Lisa, debout, regardait, très-tranquillement. Elle n’était point nerveuse. Elle trouvait qu’on avait tort de ne pas allumer les lustres, que ce serait plus gai avec des lumières. Même il y avait une indécence dans cette ombre, un jour et un souffle d’alcôve, qui lui semblaient peu convenables. À côté d’elle, des cierges brûlant sur une herse lui chauffaient la figure, tandis qu’une vieille femme grattait avec un gros couteau la cire tombée, figée en larmes pâles. Et, dans le frisson religieux de la chapelle, dans cette pâmoison muette d’amour, elle entendait très-bien le roulement des fiacres qui débouchaient de la rue Montmartre, derrière les saints rouges et violets des vitraux. Au loin, les Halles grondaient, d’une voix continue.

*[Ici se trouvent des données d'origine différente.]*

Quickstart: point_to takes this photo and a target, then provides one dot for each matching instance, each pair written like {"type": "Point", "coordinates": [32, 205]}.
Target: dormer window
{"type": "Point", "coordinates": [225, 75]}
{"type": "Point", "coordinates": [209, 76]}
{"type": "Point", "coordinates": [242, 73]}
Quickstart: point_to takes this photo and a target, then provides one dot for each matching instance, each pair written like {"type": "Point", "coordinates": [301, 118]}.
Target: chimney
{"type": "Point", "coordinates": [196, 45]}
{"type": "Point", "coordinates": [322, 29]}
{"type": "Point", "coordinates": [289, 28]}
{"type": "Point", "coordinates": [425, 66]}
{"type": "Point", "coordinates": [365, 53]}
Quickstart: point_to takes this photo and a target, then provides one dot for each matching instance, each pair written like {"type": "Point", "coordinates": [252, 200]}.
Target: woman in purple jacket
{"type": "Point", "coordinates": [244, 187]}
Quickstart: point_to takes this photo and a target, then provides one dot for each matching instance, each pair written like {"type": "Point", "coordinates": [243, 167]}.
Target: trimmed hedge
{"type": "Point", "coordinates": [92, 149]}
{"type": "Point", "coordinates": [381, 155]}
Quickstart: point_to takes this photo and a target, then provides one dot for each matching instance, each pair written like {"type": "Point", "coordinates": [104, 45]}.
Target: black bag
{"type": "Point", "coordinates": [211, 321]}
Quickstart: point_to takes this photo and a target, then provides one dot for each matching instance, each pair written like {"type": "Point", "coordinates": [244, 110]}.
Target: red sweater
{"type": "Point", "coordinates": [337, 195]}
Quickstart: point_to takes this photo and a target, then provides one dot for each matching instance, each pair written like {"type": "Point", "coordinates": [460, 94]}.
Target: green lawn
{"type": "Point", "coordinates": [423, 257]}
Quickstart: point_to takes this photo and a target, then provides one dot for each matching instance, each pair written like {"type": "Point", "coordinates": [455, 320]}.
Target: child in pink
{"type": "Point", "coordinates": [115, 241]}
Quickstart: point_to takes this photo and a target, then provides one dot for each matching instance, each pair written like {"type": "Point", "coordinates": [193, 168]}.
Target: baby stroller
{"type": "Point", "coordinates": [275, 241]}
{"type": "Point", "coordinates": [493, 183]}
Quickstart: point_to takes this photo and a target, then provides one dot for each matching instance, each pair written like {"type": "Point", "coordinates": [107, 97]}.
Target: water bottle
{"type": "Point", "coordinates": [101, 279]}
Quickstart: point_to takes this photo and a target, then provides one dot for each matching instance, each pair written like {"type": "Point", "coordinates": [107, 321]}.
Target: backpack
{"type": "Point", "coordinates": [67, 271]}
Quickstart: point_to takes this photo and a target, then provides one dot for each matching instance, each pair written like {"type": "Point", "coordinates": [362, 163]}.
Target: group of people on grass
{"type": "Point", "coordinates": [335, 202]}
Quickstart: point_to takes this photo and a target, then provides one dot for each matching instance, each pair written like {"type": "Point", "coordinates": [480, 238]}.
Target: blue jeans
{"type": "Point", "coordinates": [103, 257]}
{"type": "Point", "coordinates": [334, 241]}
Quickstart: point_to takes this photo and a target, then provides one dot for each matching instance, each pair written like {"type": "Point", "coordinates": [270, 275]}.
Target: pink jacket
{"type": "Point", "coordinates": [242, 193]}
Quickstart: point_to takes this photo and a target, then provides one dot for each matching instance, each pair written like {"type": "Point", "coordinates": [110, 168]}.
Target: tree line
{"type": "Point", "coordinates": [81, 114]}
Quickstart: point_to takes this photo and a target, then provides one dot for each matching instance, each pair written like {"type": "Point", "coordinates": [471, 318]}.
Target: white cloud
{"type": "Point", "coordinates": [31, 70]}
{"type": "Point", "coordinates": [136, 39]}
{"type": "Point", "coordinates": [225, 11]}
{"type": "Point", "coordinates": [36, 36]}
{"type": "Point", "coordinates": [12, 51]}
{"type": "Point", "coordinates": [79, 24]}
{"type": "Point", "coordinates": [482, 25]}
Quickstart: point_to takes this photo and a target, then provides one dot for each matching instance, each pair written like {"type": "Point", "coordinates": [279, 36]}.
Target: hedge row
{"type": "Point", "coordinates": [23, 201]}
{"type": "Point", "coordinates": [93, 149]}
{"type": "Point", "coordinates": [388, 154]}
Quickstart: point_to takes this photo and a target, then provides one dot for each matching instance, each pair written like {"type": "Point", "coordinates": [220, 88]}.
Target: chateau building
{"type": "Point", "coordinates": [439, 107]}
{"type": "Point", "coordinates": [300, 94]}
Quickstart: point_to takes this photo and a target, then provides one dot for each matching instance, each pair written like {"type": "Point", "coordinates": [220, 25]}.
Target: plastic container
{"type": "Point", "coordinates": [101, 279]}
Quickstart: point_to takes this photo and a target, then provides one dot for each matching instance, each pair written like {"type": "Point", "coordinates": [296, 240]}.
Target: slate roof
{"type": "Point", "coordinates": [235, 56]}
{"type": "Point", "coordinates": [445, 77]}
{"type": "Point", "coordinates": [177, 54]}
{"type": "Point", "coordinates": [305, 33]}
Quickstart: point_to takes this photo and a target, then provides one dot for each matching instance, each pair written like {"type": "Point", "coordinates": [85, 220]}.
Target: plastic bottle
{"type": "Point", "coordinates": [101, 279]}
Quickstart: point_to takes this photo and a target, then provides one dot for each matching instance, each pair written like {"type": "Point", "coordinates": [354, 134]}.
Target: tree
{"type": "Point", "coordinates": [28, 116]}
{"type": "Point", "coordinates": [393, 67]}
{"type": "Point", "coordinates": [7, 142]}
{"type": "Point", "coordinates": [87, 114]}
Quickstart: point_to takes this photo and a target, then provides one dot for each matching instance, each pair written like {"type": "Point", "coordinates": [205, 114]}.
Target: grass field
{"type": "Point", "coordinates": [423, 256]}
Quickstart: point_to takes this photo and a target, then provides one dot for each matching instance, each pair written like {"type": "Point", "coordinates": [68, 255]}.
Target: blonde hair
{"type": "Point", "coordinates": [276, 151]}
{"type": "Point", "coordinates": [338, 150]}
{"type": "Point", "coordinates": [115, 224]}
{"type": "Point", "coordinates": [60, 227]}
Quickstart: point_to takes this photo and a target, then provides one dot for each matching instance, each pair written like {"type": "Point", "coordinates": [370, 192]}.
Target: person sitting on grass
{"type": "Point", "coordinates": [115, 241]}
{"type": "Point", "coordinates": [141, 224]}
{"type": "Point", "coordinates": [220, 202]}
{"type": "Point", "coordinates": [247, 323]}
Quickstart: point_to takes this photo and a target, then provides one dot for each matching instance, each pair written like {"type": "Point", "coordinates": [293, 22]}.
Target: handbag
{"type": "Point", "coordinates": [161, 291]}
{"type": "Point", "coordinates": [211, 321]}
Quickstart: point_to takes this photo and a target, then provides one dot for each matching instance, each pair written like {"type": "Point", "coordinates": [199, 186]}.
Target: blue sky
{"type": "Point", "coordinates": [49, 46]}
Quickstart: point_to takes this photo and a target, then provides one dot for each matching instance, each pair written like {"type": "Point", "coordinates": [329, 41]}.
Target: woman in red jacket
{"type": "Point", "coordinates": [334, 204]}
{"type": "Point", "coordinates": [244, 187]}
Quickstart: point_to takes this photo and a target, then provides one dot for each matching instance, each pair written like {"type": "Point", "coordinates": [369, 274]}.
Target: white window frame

Comme elle allait quitter la chapelle, elle vit entrer la cadette des Méhudin, Claire, la marchande de poissons d’eau douce. Elle fit allumer un cierge à la herse. Puis, elle vint s’agenouiller derrière un pilier, les genoux cassés sur la pierre, si pâle dans ses cheveux blonds mal attachés, qu’elle semblait une morte. Là, se croyant cachée, elle agonisa, elle pleura à chaudes larmes, avec des ardeurs de prières qui la pliaient comme sous un grand vent, avec tout un emportement de femme qui se livre. La belle charcutière resta fort surprise, car les Méhudin n’étaient guère dévotes ; Claire surtout parlait de la religion et des prêtres, d’ordinaire, d’une façon à faire dresser les cheveux sur la tête.

— Qu’est-ce qu’il lui prend donc ? se dit-elle en revenant de nouveau à la chapelle de sainte Agnès. Elle aura empoisonné quelque homme, cette gueuse.